Pada 14 September 2026, miliarder Nigeria Aliko Dangote membuka akses kepemilikan atas kilang minyaknya bagi masyarakat luas. Ini merupakan penawaran umum perdana saham terbesar dalam sejarah Afrika.
Kilang Dangote Petroleum Refinery & Petrochemicals FZE terletak di kawasan Lekki dekat Lagos. Kilang ini mengolah 700 ribu barel minyak per hari dan tahun ini sudah mencapai kapasitas penuh.
Dangote, orang terkaya di Afrika, menyebut penawaran ini sebagai "IPO untuk rakyat". Ia ingin agar warga Nigeria biasa dan penduduk benua itu dapat menjadi pemegang saham.
Grup ini menjual 4,1 miliar saham dengan harga 525 naira per lembar. Pembelian minimum adalah 10 saham. Targetnya adalah menghimpun hingga 2,15 triliun naira, atau sekitar 1,6 miliar dolar.

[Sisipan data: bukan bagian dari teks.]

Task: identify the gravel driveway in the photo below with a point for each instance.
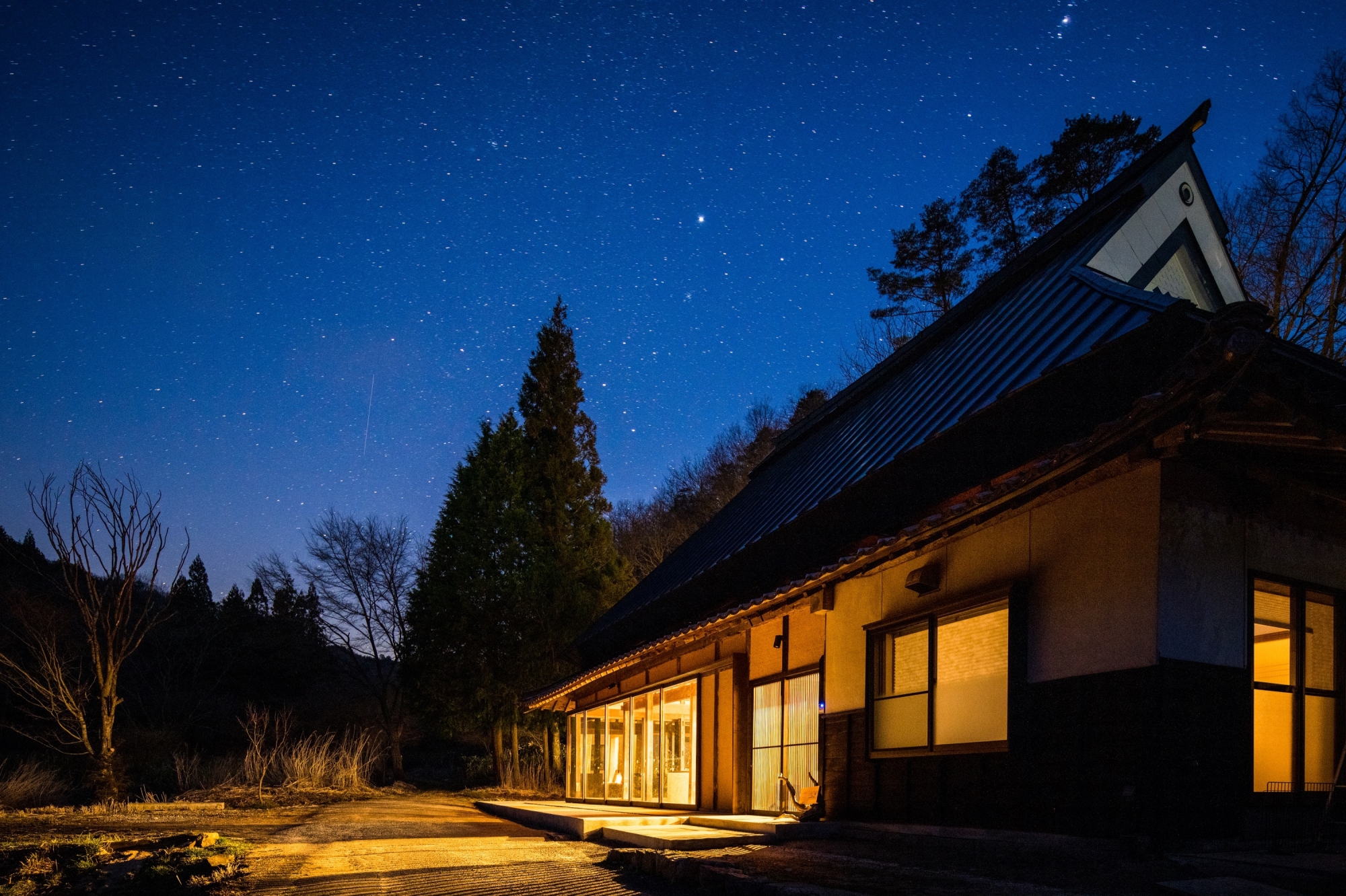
(425, 846)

Dangote tetap mempertahankan 87 persen kepemilikan. Dana yang diperoleh akan digunakan untuk memperluas kapasitas hingga 1,4 juta barel per hari pada 2029.
Kilang senilai sekitar 20 miliar dolar ini mulai beroperasi pada 2024. Sejak itu, Nigeria berubah dari pengimpor menjadi pengekspor produk minyak.

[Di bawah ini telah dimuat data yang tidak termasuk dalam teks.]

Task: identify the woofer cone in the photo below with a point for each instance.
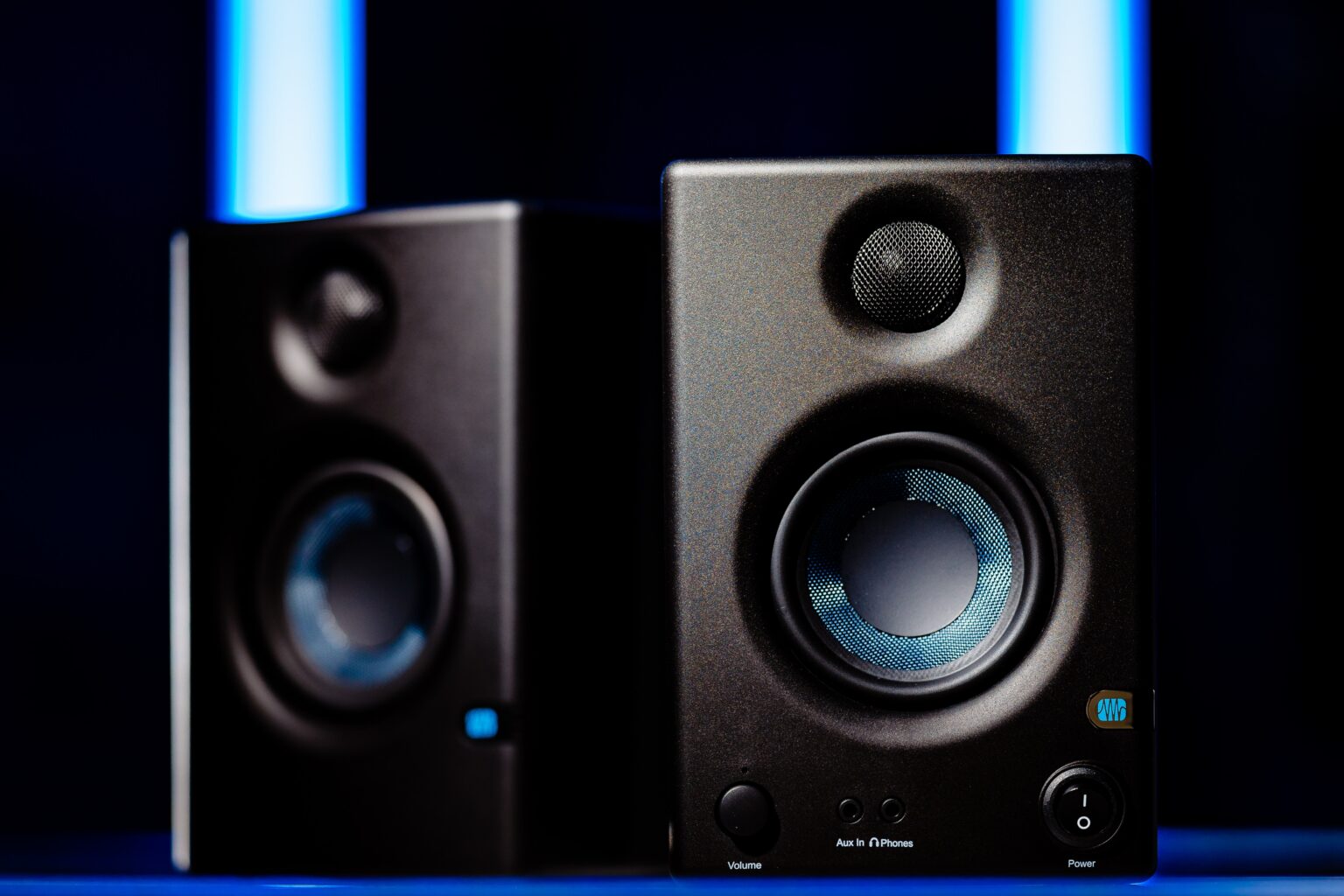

Gangguan pasokan akibat konflik di Iran memberikan dorongan tambahan. Kilang ini mampu menjual avtur ke Eropa dan kawasan lain.
Investor ritel menunjukkan minat yang cukup besar. Saham tersedia melalui aplikasi seluler, dan ambang masuk minimumnya rendah.
Dangote sudah mempertimbangkan pembangunan kilang serupa di Kenya pada 2030. Pencatatan di bursa Nigeria ini mungkin akan memperoleh pencatatan sekunder di Amerika Serikat.